I have a rather large toolset comprised of 4 projects, 3 of which have helper classes, and one that has all the commands defined with CommandMethod(). There are close to 300 such commands, most are in their own classes. As of sometime last week about 10% of the commands are now getting the "Unknown Command" when executed. All but 1 of the commands that are not recognized have not been edited in years. I have separate builds for the versions of Civil 3D (2020, 2021, 2022, etc.) and every one of them has the same issue, with the same commands. This also affects both Debug and Release builds.
I have a command in the same project to get a list of all the commands in that assembly. It correctly finds all of them, including those that AutoCAD does not. What could AutoCAD be seeing which stops it from recognizing some commands?
Solved! Go to Solution.
Solved by Jeff_M. Go to Solution.
If some, but not all commands from the same assembly are not recognized, it would suggest that there's an exception being thrown in the ProcessAssembly() API that does the registration of the commands. If the exception is thrown after some of the commands are registered, then those that haven't been registered won't be.
Long ago, I wrote a diagnostic tool that replaces Autodesk's AssemblyLoad handler with a surrogate to diagnose this type of problem. It might help identify the issue.
Update: That file is no longer available at the above link, but I'll try to find a local copy of it.
@ActivistInvestor Thanks for that link back to the Swamp. Not sure how my search there for this issue didn't turn that up. The link in the first post there did give me the old (2012) zip file. Will be checking it out momentarily.
I actually found the edited one for 2013 that Jeff H posted there. Making the minor change to .NET Framework 4.8 and changing the reference paths to find AutoCAD 2023 and it runs well. I had great hopes! However, there are classes showing as loading successfully with commands that are not recognized.

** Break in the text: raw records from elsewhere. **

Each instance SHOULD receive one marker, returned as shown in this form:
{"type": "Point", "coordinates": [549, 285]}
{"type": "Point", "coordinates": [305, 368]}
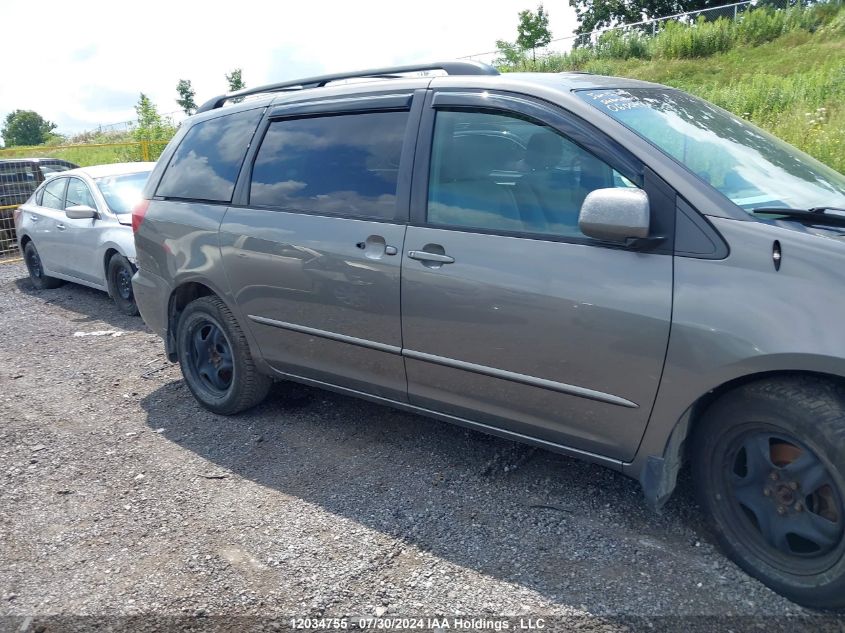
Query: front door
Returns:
{"type": "Point", "coordinates": [83, 259]}
{"type": "Point", "coordinates": [511, 316]}
{"type": "Point", "coordinates": [313, 257]}
{"type": "Point", "coordinates": [48, 226]}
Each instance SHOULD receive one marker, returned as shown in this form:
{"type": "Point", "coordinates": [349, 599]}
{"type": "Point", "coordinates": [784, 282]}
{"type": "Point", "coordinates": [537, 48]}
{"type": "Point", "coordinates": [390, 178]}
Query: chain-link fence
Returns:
{"type": "Point", "coordinates": [652, 27]}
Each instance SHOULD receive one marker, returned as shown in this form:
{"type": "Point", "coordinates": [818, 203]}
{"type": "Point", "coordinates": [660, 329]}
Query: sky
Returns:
{"type": "Point", "coordinates": [83, 64]}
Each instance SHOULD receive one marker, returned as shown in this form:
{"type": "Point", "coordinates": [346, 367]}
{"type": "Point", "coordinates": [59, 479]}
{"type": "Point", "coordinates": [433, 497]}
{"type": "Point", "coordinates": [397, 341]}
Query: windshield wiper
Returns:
{"type": "Point", "coordinates": [815, 215]}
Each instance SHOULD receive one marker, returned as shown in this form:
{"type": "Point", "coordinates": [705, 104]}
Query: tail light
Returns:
{"type": "Point", "coordinates": [138, 214]}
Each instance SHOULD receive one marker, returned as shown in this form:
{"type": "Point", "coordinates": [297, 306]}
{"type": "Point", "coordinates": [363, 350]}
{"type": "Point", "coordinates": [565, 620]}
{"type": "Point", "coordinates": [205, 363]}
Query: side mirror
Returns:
{"type": "Point", "coordinates": [615, 215]}
{"type": "Point", "coordinates": [81, 212]}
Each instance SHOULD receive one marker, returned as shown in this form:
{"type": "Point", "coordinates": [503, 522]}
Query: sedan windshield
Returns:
{"type": "Point", "coordinates": [123, 192]}
{"type": "Point", "coordinates": [750, 167]}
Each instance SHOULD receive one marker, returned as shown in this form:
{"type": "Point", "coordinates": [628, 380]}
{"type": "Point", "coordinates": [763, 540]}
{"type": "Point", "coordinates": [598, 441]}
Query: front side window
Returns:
{"type": "Point", "coordinates": [78, 194]}
{"type": "Point", "coordinates": [750, 167]}
{"type": "Point", "coordinates": [343, 164]}
{"type": "Point", "coordinates": [501, 172]}
{"type": "Point", "coordinates": [54, 194]}
{"type": "Point", "coordinates": [123, 192]}
{"type": "Point", "coordinates": [205, 166]}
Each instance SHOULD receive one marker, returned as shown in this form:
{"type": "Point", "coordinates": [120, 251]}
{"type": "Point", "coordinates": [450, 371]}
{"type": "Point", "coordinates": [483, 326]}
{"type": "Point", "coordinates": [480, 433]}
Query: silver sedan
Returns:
{"type": "Point", "coordinates": [77, 226]}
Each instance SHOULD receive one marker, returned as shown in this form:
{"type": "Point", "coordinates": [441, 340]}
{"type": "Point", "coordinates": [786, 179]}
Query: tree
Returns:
{"type": "Point", "coordinates": [533, 30]}
{"type": "Point", "coordinates": [509, 54]}
{"type": "Point", "coordinates": [151, 127]}
{"type": "Point", "coordinates": [597, 14]}
{"type": "Point", "coordinates": [186, 96]}
{"type": "Point", "coordinates": [26, 127]}
{"type": "Point", "coordinates": [235, 80]}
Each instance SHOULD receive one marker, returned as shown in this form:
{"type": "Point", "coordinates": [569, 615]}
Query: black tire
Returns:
{"type": "Point", "coordinates": [119, 276]}
{"type": "Point", "coordinates": [769, 468]}
{"type": "Point", "coordinates": [36, 270]}
{"type": "Point", "coordinates": [215, 359]}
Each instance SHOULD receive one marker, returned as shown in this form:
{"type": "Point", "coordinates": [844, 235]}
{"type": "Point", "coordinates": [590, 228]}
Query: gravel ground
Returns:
{"type": "Point", "coordinates": [120, 495]}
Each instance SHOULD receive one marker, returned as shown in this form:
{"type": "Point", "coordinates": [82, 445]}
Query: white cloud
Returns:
{"type": "Point", "coordinates": [84, 65]}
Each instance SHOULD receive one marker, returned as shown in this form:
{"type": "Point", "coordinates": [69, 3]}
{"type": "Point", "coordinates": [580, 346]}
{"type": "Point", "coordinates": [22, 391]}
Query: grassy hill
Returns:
{"type": "Point", "coordinates": [788, 78]}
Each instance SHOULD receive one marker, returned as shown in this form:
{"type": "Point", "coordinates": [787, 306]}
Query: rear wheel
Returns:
{"type": "Point", "coordinates": [770, 470]}
{"type": "Point", "coordinates": [36, 269]}
{"type": "Point", "coordinates": [119, 274]}
{"type": "Point", "coordinates": [215, 359]}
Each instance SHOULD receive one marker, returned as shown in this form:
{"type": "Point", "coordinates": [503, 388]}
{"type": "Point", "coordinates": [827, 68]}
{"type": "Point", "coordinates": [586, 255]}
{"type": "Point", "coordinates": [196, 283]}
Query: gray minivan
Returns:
{"type": "Point", "coordinates": [607, 268]}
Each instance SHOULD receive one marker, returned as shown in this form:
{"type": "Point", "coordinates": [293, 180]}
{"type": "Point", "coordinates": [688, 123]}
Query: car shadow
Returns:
{"type": "Point", "coordinates": [90, 306]}
{"type": "Point", "coordinates": [575, 532]}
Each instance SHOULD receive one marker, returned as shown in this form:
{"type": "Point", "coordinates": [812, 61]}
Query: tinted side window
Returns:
{"type": "Point", "coordinates": [205, 166]}
{"type": "Point", "coordinates": [78, 194]}
{"type": "Point", "coordinates": [54, 194]}
{"type": "Point", "coordinates": [345, 164]}
{"type": "Point", "coordinates": [498, 172]}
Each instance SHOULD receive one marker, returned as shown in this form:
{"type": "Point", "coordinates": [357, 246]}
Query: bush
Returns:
{"type": "Point", "coordinates": [619, 44]}
{"type": "Point", "coordinates": [759, 26]}
{"type": "Point", "coordinates": [678, 41]}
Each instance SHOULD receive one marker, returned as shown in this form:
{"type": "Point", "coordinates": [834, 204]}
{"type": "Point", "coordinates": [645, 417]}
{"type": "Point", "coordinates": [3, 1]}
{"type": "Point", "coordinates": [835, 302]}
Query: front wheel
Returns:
{"type": "Point", "coordinates": [36, 269]}
{"type": "Point", "coordinates": [769, 466]}
{"type": "Point", "coordinates": [119, 275]}
{"type": "Point", "coordinates": [215, 359]}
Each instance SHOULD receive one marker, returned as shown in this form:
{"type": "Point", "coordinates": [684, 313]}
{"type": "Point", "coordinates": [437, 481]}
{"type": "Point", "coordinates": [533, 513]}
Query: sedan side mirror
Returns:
{"type": "Point", "coordinates": [81, 212]}
{"type": "Point", "coordinates": [618, 214]}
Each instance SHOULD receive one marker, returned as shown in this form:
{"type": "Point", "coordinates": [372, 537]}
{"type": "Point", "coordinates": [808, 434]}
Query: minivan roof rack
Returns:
{"type": "Point", "coordinates": [391, 72]}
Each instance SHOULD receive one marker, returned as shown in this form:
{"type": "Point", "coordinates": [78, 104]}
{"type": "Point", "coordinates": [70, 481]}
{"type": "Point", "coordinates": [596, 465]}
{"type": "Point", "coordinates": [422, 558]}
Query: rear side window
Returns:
{"type": "Point", "coordinates": [338, 165]}
{"type": "Point", "coordinates": [54, 194]}
{"type": "Point", "coordinates": [205, 166]}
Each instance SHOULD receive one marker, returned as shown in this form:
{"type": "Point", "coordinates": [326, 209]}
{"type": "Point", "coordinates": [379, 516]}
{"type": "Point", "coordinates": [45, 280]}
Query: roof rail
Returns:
{"type": "Point", "coordinates": [451, 68]}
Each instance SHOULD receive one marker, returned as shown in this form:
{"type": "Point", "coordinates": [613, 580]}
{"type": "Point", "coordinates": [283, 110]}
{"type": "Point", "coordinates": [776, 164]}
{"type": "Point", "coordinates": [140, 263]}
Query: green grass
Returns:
{"type": "Point", "coordinates": [784, 70]}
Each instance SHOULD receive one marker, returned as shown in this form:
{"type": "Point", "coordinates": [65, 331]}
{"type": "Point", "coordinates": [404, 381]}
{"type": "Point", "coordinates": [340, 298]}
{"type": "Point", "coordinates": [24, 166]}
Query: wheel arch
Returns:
{"type": "Point", "coordinates": [658, 475]}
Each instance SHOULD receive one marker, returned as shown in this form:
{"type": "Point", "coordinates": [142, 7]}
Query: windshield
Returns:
{"type": "Point", "coordinates": [750, 167]}
{"type": "Point", "coordinates": [122, 193]}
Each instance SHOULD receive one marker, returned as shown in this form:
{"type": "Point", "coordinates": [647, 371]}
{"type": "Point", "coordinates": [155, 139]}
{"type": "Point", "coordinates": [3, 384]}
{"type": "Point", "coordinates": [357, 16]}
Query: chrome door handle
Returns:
{"type": "Point", "coordinates": [425, 256]}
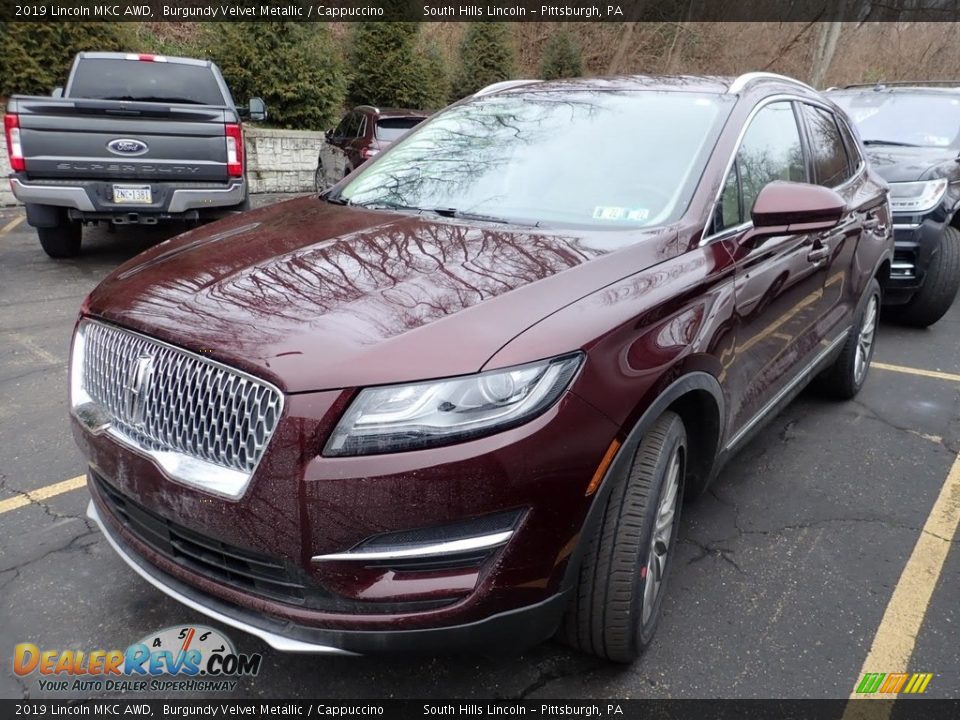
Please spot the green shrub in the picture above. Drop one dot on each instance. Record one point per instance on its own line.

Also, it is only displaying 173 as successfully loaded (I added a counter and also output to a text file), but there are many more than that (267) which have commands defined. This is what a search for CommandMethod using the FindNReplace tool:
Trying to remember ~12 years back, I think the problem is that MYNETLOAD is only looking for non-static types that have non-static CommandMethods, because it tests creation of instances of those types. It shouldn't be too hard to build a similar tool that grabs all CommandMethods, including static ones. I'll take a look at it to see if there's an easy fix.

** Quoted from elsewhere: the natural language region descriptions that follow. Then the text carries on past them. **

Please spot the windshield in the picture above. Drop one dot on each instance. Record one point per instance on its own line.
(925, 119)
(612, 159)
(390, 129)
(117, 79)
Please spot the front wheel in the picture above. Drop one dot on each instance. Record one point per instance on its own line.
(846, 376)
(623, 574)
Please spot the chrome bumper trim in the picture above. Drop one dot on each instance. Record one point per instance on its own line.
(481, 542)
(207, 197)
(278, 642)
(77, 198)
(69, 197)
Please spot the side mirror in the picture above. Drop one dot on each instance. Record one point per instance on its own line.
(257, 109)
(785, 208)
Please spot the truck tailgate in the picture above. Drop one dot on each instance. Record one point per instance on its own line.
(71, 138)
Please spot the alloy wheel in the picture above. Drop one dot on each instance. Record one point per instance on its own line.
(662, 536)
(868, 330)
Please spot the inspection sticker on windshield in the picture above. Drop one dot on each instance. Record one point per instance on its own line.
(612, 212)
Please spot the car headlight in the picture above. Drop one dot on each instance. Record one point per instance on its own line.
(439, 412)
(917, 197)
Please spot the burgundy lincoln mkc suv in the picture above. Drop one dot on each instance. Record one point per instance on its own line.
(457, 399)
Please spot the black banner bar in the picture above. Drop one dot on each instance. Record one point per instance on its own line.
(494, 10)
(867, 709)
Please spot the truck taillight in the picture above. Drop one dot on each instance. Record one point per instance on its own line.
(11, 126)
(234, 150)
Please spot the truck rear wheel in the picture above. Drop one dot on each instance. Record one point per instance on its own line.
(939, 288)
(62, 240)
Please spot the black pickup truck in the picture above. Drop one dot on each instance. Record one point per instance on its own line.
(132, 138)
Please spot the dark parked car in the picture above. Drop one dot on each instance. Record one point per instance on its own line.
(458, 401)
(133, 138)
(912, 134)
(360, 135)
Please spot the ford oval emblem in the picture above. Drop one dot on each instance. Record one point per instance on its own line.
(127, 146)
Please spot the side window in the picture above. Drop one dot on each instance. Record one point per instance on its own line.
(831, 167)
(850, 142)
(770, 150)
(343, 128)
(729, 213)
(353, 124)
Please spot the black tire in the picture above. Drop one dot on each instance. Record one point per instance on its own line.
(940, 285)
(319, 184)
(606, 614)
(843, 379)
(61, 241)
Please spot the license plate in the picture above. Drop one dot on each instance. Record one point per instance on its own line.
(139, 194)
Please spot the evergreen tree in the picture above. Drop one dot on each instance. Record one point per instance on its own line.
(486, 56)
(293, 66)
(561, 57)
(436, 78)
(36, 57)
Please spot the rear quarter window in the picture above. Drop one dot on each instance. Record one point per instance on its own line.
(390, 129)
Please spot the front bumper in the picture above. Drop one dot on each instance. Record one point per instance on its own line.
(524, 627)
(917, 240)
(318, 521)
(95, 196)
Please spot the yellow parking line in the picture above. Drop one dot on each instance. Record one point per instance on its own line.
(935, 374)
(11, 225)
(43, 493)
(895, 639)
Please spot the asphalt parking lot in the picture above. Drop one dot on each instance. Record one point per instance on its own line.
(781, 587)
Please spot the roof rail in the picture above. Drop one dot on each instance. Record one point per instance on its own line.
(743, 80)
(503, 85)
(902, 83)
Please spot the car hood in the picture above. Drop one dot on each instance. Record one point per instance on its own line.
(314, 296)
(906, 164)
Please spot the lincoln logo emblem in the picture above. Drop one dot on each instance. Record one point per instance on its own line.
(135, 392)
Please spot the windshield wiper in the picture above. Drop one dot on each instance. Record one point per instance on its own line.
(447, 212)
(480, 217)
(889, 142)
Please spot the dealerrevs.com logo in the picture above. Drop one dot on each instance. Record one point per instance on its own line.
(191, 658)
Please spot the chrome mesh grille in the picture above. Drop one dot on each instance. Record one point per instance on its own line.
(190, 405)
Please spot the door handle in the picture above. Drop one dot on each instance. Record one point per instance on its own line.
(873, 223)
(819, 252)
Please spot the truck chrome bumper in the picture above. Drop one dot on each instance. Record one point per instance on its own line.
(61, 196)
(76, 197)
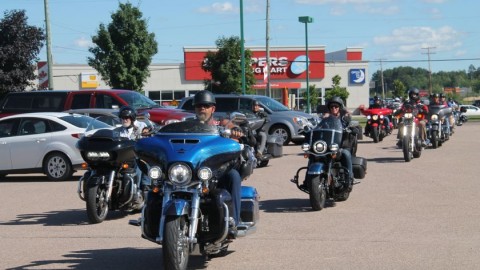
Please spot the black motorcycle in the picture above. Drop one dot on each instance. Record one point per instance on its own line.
(111, 181)
(325, 177)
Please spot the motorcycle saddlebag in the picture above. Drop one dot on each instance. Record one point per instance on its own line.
(359, 165)
(249, 213)
(275, 146)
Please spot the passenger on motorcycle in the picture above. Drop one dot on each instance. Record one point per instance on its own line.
(261, 134)
(133, 130)
(204, 103)
(414, 99)
(337, 109)
(378, 104)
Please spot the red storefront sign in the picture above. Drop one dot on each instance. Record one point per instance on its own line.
(285, 64)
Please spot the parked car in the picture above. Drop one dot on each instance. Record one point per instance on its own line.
(470, 110)
(58, 101)
(283, 121)
(43, 143)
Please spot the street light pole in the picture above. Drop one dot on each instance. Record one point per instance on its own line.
(306, 20)
(242, 47)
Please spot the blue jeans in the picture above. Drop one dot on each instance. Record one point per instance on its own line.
(232, 182)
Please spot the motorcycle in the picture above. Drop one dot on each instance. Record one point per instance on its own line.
(185, 208)
(375, 126)
(325, 176)
(111, 181)
(438, 129)
(410, 139)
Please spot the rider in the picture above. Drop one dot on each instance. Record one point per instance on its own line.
(377, 104)
(261, 134)
(414, 99)
(204, 103)
(133, 130)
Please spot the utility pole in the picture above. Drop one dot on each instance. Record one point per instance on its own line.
(49, 46)
(429, 69)
(267, 50)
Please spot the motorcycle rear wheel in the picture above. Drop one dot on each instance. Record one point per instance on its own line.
(318, 193)
(406, 144)
(97, 205)
(175, 243)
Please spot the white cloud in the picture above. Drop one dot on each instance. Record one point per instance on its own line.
(83, 42)
(408, 41)
(217, 7)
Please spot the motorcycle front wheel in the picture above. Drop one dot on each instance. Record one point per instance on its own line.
(175, 243)
(97, 205)
(318, 193)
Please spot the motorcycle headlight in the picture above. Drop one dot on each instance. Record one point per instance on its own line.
(98, 155)
(320, 147)
(204, 173)
(179, 174)
(155, 173)
(334, 147)
(305, 147)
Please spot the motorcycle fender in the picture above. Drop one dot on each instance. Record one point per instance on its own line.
(177, 207)
(315, 168)
(95, 180)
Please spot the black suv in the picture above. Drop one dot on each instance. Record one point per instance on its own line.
(283, 121)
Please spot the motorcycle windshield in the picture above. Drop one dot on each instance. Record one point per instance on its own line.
(329, 130)
(190, 127)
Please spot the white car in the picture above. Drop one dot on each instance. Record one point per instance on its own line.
(43, 143)
(470, 110)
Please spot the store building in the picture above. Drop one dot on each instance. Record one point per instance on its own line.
(168, 83)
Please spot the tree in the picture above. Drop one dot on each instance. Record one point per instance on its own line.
(20, 44)
(336, 90)
(124, 49)
(225, 67)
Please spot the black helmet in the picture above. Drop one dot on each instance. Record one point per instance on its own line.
(127, 111)
(337, 100)
(414, 94)
(204, 97)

My guess on this whole thing, is that there's an exception being thrown in the process that registers CommandMethods, and the ones that were defined are those that were processed before the exception was thrown. That's the only possible explanation I can come up with for why some CommandMethods are defined, while others are not.

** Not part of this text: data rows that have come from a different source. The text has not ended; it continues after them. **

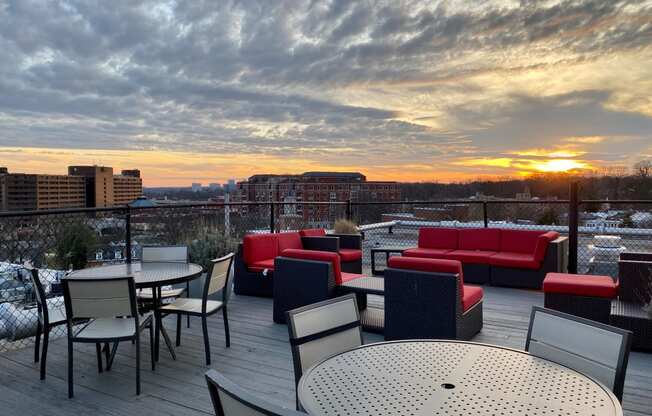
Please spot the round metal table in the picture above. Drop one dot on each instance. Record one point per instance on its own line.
(448, 378)
(152, 275)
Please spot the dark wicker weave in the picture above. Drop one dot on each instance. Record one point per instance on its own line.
(556, 260)
(631, 316)
(421, 305)
(589, 307)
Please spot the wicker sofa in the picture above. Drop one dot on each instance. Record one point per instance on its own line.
(427, 298)
(514, 258)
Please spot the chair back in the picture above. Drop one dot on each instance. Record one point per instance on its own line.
(594, 349)
(217, 278)
(99, 298)
(176, 254)
(39, 292)
(323, 329)
(231, 400)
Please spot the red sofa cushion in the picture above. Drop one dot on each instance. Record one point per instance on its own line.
(317, 255)
(516, 260)
(258, 247)
(429, 253)
(440, 238)
(288, 240)
(313, 232)
(350, 254)
(580, 285)
(472, 295)
(542, 244)
(469, 256)
(519, 241)
(487, 239)
(427, 265)
(261, 265)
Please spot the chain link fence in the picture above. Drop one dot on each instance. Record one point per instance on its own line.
(56, 242)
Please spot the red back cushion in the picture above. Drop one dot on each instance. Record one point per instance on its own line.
(479, 239)
(288, 240)
(438, 238)
(313, 232)
(427, 265)
(317, 255)
(542, 244)
(519, 241)
(257, 247)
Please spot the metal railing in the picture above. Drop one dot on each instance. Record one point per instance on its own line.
(58, 240)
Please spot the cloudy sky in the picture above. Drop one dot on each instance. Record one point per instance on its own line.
(404, 90)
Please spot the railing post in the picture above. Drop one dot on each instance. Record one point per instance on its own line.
(128, 234)
(573, 226)
(272, 220)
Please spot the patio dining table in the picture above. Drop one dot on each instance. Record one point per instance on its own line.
(153, 275)
(419, 377)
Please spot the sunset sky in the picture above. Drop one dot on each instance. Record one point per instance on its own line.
(203, 91)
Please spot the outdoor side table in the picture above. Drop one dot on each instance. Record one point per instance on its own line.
(448, 378)
(152, 275)
(387, 251)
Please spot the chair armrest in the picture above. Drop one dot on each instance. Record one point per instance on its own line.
(321, 243)
(350, 241)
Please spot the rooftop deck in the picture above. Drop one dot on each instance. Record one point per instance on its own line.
(259, 359)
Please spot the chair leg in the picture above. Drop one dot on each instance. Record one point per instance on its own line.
(70, 382)
(98, 352)
(44, 354)
(226, 327)
(207, 348)
(178, 329)
(138, 363)
(37, 341)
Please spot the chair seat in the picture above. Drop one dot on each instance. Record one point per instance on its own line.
(165, 294)
(191, 305)
(103, 328)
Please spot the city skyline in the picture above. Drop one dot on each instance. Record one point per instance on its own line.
(408, 91)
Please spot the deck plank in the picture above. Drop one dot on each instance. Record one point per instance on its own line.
(259, 359)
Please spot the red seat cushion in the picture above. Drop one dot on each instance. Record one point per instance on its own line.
(472, 295)
(516, 260)
(429, 253)
(519, 241)
(487, 239)
(261, 265)
(543, 242)
(317, 255)
(439, 238)
(469, 256)
(258, 247)
(347, 277)
(350, 254)
(288, 240)
(313, 232)
(581, 285)
(427, 265)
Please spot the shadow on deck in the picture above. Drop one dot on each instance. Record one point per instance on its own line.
(259, 359)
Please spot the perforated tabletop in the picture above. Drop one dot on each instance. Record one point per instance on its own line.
(150, 274)
(448, 378)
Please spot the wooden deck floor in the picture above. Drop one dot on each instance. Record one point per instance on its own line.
(259, 359)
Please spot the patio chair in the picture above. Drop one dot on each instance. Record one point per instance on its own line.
(594, 349)
(323, 329)
(48, 318)
(231, 400)
(216, 280)
(174, 254)
(111, 309)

Of course, because the managed runtime suppresses exceptions, we can't find them.
You could try handling the AppDomain.FirstChanceException Event, which should be fired before any exception handler currently on the stack gets it.
@ActivistInvestor Thanks for the help, Tony. It turns out, as usual, that I am an idiot.
I'm converting many WinForms to WPF. One of them I was working on last week is fairly complex so, rather than try to call one or the other depending on Debug vs Release I copied the class to a new cs file, renamed the class and Command, and all seemed well...until it wasn't and I spent the last 4+ days trying to track down the loss of commands. I finally did a search in VS for CommandMethod and started scrolling through the results looking for something that stood out. When I got to the 2 classes for the form/wpf code I had copied, I found the error. There were 2 other commands defined at the end of the class which I hadn't noticed (mainly because they were added years ago by someone else for testing which I had never used). This meant that there were 2 duplicate command names which is what was stopping AutoCAD from processing past them. Commenting them out of the copied class fixed the issue.
Lesson learned, when you think there is likely a name conflict then do a better job of looking for that conflict before spending countless hours chasing the wrong things.
Thanks again for trying to help me out.